BibTeX Click to copy
@article{chi-wing2014a,
title = {Neural correlates of auditory recognition memory in the primate dorsal temporal pole.},
year = {2014},
journal = {Journal of Neurophysiology},
author = {Ng, Chi-Wing and Plakke, B. and Poremba, A.}
}
Temporal pole (TP) cortex is associated with higher-order sensory perception and/or recognition memory, as human patients with damage in this region show impaired performance during some tasks requiring recognition memory (Olson et al. 2007). The underlying mechanisms of TP processing are largely based on examination of the visual nervous system in humans and monkeys, while little is known about neuronal activity patterns in the auditory portion of this region, dorsal TP (dTP; Poremba et al. 2003). The present study examines single-unit activity of dTP in rhesus monkeys performing a delayed matching-to-sample task utilizing auditory stimuli, wherein two sounds are determined to be the same or different.
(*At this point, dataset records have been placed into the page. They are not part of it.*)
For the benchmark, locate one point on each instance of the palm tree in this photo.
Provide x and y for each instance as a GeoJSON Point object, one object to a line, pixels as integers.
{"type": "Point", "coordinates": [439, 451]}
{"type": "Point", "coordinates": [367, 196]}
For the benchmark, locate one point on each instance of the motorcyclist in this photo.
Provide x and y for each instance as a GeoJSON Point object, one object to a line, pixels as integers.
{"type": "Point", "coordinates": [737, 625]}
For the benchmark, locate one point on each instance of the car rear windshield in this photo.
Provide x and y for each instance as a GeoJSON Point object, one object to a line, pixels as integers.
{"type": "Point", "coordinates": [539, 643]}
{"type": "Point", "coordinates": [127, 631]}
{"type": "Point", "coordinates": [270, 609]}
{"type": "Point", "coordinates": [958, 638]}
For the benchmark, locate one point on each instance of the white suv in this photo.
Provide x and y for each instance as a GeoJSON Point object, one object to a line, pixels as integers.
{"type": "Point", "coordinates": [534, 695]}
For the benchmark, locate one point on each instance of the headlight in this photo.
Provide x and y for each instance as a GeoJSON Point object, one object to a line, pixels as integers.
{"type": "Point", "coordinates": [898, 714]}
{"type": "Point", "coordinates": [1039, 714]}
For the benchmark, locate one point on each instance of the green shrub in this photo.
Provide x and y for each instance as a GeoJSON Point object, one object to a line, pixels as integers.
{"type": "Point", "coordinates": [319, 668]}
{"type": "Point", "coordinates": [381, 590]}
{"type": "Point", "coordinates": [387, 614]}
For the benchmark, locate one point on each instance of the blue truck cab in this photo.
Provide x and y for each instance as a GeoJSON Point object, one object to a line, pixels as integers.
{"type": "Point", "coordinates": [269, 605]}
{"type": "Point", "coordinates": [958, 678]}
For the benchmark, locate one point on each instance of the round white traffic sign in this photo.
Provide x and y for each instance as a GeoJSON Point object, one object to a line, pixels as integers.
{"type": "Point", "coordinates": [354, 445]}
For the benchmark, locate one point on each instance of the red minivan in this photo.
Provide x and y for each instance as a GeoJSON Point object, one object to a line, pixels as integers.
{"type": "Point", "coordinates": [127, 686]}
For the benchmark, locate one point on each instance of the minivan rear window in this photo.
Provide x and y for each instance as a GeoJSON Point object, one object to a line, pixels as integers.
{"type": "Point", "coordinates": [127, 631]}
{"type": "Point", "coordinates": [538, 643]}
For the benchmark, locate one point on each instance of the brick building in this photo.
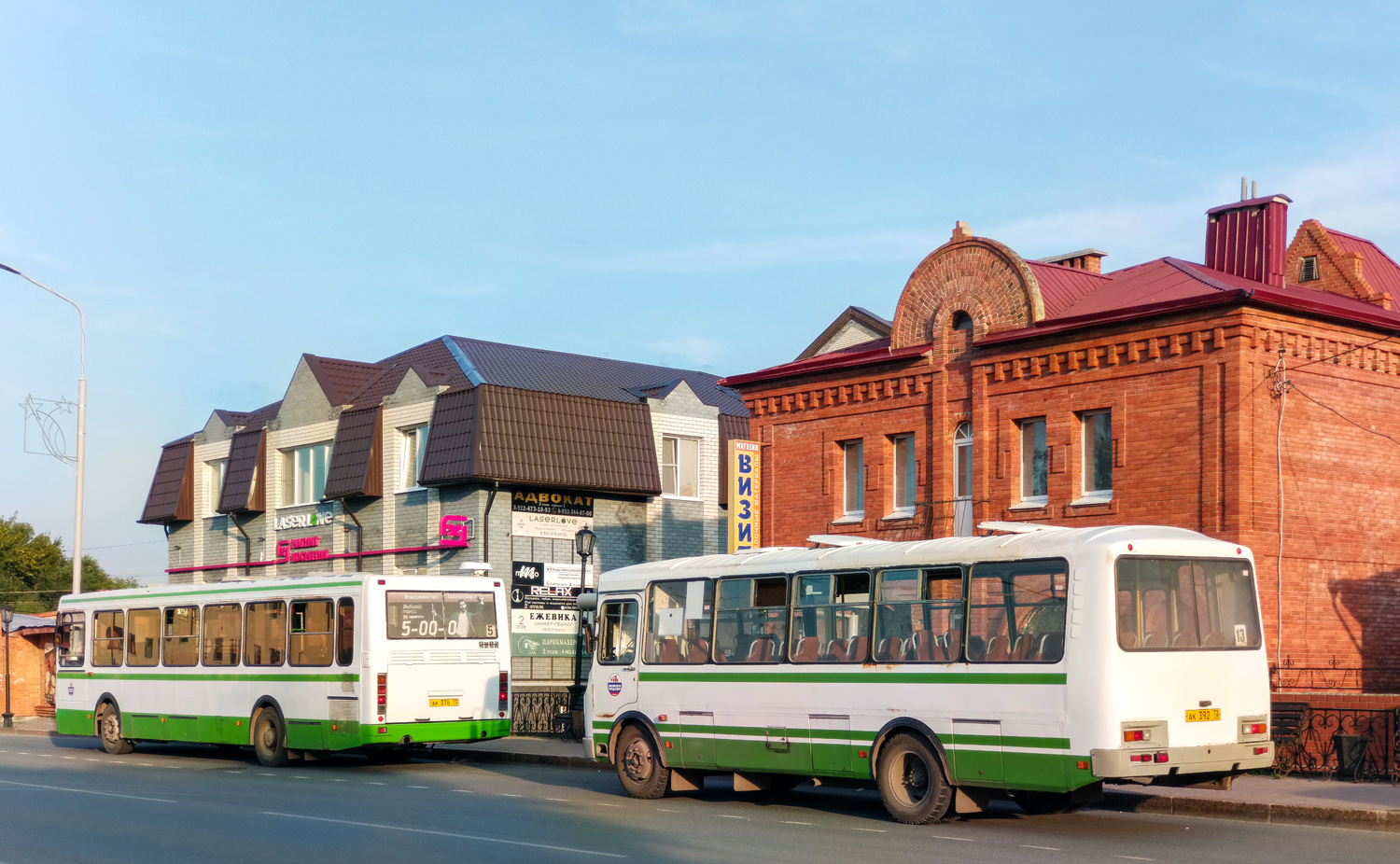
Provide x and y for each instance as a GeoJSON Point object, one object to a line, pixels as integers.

Neurons of dTP encode several task-relevant events during the delayed matching-to-sample task, and encoding of auditory cues in this region is associated with accurate recognition performance. Population activity in dTP shows a match suppression mechanism to identical, repeated sound stimuli similar to that observed in the visual object identification pathway located ventral to dTP (Desimone 1996; Nakamura and Kubota 1996). However, in contrast to sustained visual delay-related activity in nearby analogous regions, auditory delay-related activity in dTP is transient and limited. Neurons in dTP respond selectively to different sound stimuli and often change their sound response preferences between experimental contexts. Current findings suggest a significant role for dTP in auditory recognition memory similar in many respects to the visual nervous system, while delay memory firing patterns are not prominent, which may relate to monkeys' shorter forgetting thresholds for auditory vs. visual objects.